Auch dem Zweck des Gesetzes ist nichts dafür zu entnehmen, dass der
Zusammenschluss von Krankenhäusern der kartellbehördlichen Kontrolle entzogen ist.
Mit der Neuregelung des § 69 SGB V ist das Ziel verfolgt worden, die Tätigkeiten der
Krankenkassen, die im Zusammenhang mit der Erfüllung ihres öffentlich-rechtlichen
Versorgungsauftrags stehen, dem Wettbewerbs- und Kartellrecht vollständig zu
entziehen. Im Hinblick auf diesen Zweck kann § 69 SGB V zwar auch die Beziehung
von Leistungserbringern, zu denen die Krankenhäuser gehören, untereinander erfassen,
sofern es um Handlungen in Erfüllung des öffentlich-rechtlichen Versorgungsausgleichs
geht. Krankenhäuser, die sich zusammenschließen, erfüllen diesen Versorgungsauftrag
nicht. Sie verändern nur in ihrem eigenen Interesse die Strukturen, die für die Erfüllung
des öffentlich-rechtlichen Versorgungsauftrags der Krankenkassen zur Verfügung
stehen. Es kommt auch kein Ausschluss der Fusionskontrolle durch die
"Drittbetroffenheitsklausel" (§ 69 Satz 5 SGB V) in Betracht. Wie der Senat unter
Billigung des BGH entschieden hat, sind Krankenhäuser Leistungserbringer i.S.d. § 69
SGB V und daher nicht Dritte gem. § 69 Satz 5 SGB V. (Senat, WuW/E-R 1958, 1959 –
Rhön-Grabfeld)
43
b)
44
Die Regelungen über die Fusionskontrolle werden ebenso wenig durch die
Bestimmungen des Krankenhausfinanzierungsgesetzes (KHG) verdrängt. Die
Regelungsbereiche der Fusionskontrolle und der Krankenhausfinanzierung sind
unterschiedlich.

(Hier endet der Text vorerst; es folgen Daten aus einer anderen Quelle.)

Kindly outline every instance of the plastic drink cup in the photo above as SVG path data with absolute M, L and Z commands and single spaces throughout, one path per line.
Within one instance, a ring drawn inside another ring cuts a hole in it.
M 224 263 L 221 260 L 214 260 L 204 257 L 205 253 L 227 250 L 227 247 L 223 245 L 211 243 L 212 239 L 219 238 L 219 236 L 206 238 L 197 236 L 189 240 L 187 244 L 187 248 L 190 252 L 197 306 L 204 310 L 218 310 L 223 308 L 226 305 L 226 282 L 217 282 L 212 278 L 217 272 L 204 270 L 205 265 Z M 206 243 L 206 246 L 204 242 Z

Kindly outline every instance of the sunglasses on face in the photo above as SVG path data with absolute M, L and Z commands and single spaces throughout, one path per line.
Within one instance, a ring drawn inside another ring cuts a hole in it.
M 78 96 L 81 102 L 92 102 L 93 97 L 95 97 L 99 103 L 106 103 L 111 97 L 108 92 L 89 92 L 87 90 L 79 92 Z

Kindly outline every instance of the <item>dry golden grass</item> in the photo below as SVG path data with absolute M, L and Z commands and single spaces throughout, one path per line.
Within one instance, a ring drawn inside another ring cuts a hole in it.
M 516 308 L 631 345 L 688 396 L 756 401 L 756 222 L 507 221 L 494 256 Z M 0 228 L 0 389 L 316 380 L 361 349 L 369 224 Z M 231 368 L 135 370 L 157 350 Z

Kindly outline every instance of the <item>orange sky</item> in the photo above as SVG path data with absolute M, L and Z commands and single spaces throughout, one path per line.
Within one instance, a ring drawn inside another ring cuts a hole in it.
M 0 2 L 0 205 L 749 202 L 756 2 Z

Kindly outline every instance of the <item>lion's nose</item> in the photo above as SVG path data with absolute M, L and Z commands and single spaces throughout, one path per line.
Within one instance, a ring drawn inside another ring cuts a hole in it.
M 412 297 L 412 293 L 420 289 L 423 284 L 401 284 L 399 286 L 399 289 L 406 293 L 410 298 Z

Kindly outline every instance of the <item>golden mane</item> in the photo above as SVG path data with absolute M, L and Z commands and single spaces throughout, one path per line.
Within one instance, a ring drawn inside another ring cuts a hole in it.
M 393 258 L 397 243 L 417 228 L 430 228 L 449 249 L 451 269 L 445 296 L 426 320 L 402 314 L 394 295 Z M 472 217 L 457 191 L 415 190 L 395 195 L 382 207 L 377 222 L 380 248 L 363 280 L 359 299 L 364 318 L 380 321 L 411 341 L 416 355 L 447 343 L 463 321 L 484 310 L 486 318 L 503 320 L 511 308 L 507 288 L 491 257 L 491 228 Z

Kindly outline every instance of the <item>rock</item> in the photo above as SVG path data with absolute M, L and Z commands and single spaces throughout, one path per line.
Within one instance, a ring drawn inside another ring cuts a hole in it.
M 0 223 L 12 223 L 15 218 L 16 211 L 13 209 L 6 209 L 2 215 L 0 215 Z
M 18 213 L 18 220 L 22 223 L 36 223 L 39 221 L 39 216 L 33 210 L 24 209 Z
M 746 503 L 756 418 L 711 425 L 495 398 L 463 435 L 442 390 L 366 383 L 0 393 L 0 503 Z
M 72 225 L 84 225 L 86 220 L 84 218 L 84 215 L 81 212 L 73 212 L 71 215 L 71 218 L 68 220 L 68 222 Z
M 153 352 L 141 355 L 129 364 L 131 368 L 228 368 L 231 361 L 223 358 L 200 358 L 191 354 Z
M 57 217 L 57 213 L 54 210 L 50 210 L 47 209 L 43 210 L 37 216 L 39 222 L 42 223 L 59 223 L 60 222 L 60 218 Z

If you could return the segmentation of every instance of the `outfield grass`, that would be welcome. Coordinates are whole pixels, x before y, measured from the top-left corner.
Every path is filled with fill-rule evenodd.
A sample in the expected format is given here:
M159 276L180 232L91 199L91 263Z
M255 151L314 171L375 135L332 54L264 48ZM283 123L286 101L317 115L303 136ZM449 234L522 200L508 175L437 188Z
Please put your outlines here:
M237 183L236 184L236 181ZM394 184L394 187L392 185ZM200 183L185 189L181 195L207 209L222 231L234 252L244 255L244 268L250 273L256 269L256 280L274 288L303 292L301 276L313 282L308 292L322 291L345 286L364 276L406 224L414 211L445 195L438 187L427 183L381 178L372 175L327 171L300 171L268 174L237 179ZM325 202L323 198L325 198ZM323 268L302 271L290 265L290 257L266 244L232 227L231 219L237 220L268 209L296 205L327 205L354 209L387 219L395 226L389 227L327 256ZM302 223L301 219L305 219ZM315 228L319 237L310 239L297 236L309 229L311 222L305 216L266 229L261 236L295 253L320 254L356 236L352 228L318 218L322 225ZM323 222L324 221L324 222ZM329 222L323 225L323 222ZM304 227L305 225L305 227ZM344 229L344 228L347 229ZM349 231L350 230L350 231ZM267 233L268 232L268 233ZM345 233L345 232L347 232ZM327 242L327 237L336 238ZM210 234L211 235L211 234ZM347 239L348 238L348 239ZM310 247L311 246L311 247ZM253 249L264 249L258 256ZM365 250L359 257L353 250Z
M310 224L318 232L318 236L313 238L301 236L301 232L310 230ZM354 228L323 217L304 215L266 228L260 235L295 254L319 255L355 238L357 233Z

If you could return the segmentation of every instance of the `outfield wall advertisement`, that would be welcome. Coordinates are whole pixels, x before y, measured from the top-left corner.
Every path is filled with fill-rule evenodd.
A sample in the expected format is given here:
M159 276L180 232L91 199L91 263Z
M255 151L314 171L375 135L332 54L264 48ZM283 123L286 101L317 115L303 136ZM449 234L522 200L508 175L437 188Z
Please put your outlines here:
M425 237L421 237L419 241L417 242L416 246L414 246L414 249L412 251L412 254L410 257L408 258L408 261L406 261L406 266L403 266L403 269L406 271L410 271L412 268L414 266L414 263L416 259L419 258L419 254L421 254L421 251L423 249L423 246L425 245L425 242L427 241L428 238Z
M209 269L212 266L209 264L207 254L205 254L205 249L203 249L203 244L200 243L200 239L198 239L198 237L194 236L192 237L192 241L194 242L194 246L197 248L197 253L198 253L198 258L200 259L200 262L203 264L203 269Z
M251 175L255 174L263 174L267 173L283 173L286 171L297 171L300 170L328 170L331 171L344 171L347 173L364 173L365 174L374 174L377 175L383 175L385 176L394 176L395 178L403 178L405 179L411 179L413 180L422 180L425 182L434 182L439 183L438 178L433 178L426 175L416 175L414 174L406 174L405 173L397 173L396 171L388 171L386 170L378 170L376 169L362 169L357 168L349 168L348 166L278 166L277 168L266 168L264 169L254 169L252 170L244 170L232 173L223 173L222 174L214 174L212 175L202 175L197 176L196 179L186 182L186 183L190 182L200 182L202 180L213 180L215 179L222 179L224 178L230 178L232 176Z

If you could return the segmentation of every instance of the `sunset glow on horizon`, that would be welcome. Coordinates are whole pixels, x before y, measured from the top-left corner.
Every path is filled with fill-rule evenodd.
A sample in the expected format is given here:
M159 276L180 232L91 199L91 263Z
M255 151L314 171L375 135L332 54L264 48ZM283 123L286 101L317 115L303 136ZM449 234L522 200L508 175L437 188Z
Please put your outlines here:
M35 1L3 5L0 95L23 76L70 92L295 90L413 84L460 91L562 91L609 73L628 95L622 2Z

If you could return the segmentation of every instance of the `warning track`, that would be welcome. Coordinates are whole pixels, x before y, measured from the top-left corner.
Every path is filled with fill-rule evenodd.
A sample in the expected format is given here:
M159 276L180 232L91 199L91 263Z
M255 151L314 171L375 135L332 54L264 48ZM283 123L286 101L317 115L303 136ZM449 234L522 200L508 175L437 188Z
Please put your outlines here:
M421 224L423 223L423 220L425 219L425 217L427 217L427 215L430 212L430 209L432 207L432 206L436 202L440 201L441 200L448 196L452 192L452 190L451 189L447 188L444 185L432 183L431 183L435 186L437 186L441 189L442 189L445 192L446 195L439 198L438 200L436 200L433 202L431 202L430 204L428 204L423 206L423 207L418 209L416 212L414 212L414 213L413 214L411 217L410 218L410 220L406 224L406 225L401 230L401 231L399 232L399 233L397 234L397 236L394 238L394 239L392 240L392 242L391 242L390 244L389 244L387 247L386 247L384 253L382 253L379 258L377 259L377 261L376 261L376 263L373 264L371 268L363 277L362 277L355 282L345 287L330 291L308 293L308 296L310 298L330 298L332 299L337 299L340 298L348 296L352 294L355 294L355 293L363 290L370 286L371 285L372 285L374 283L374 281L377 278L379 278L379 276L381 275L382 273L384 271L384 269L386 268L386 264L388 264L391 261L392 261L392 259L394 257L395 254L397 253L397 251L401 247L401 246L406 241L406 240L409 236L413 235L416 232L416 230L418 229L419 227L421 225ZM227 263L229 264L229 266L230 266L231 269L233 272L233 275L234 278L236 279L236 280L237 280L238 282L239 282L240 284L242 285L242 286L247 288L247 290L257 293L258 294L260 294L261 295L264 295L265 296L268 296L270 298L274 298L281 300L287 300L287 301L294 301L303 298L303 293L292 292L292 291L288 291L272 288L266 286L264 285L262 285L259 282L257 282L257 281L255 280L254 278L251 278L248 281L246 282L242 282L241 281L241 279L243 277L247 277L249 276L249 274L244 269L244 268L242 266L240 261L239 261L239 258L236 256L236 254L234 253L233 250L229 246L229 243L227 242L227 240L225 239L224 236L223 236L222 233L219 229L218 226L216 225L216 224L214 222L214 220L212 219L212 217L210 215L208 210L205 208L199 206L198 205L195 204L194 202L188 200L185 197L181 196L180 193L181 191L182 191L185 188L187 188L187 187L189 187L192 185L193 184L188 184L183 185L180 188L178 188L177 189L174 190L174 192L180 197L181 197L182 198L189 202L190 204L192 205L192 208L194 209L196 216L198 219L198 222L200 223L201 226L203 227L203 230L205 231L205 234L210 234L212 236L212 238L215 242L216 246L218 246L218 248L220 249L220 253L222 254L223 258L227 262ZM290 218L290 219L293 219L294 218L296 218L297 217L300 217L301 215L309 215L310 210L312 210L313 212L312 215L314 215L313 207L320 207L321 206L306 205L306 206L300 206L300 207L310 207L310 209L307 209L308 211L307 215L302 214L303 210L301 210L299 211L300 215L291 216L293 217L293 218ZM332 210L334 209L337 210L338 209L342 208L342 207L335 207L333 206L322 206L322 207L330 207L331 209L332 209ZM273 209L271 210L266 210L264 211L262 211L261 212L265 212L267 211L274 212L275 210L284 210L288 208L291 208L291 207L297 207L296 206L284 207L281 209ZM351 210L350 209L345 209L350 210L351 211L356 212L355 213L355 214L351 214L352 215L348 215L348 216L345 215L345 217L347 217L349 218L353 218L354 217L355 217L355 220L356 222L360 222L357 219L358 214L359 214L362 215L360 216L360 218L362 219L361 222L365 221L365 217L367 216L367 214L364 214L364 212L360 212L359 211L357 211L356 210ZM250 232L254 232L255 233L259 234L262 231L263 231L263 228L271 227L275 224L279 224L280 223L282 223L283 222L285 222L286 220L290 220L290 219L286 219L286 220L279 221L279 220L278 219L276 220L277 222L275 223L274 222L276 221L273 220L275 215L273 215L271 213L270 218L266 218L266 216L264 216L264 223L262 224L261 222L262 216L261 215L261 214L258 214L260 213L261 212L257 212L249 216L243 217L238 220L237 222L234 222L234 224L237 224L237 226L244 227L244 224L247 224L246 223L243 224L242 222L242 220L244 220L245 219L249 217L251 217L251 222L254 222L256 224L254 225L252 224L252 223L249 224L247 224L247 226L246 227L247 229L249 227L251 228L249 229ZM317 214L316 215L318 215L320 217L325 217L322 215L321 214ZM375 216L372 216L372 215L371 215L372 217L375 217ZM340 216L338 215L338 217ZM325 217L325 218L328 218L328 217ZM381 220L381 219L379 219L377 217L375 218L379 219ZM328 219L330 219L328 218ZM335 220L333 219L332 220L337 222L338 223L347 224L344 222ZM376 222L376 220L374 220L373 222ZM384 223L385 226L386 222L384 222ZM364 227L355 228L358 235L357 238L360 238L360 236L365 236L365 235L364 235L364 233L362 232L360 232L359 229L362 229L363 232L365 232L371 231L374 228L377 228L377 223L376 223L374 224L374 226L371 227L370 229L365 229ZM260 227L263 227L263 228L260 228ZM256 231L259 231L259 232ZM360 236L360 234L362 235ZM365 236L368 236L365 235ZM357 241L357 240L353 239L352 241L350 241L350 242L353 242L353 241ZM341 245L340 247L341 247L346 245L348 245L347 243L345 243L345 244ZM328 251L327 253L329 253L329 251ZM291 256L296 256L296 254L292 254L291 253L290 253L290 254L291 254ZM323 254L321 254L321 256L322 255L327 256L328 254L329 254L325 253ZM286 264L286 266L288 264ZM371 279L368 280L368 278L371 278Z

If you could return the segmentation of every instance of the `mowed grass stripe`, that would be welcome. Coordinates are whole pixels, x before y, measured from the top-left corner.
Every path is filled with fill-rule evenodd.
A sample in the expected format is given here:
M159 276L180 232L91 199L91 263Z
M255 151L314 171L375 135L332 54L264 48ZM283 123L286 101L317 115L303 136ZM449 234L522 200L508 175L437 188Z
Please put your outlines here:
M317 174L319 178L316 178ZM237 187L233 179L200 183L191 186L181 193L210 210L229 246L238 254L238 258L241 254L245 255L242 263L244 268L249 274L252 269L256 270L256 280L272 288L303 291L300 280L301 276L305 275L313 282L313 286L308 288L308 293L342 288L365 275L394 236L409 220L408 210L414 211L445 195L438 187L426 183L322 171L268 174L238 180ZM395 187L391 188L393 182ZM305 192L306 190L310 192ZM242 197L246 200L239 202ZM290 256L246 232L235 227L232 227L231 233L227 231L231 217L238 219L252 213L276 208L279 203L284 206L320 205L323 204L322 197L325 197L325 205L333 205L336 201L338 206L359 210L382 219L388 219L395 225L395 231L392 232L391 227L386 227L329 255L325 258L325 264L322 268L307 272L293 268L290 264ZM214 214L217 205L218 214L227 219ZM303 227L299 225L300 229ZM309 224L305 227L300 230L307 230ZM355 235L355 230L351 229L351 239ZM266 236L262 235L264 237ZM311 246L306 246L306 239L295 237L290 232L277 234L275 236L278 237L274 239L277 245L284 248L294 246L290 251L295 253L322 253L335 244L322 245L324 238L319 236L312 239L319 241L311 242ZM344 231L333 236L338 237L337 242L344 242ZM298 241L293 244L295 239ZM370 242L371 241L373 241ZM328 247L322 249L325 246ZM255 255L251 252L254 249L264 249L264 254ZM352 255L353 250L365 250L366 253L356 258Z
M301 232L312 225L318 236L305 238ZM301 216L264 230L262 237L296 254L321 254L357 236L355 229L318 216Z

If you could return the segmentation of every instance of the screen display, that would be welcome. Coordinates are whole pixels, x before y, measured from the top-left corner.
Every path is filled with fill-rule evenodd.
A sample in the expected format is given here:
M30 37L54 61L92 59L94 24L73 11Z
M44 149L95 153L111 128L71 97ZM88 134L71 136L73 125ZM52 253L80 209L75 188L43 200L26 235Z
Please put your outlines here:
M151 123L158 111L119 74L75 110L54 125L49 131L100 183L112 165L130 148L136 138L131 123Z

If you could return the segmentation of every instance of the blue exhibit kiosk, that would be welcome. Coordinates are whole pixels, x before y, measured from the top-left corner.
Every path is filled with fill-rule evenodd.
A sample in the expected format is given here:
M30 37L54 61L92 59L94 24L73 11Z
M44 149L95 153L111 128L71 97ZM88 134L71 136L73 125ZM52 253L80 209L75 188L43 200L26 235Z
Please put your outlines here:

Zweck der Krankenhausfinanzierung ist gem. § 1 Abs. 1 KHG die
wirtschaftliche Sicherung der Krankenhäuser. Durch die staatliche Förderung und die
wirtschaftliche Planung des Krankenhauswesens wird regulierend auf den Marktzutritt,
die Marktbedingungen und die Marktentfaltung von Krankenhäusern Einfluss
genommen. Die Auswirkungen einer Fusion von Krankenhäusern auf die Marktstruktur
werden im Rahmen der Krankenhausfinanzierung und –planung demgegenüber nicht
überprüft. Ein infolge einer Fusion bei einem in den Krankenhausplan aufgenommenen
45
Krankenhaus eingetretenen Trägerwechsel wird von der zuständigen Landesbehörde
nur in krankenhaus- und förderungsrechtlicher Hinsicht berücksichtigt. Für diese
Prüfung ist die Marktstellung, die sich für beteiligte Krankenhäuser nach der Fusion
ergibt, ohne Bedeutung, sodass die Fusionskontrolle weiterhin einen eigenständigen
Anwendungsbereich behält (BGH, a.a.O, Rn. 20 – Rhön-Grabfeld).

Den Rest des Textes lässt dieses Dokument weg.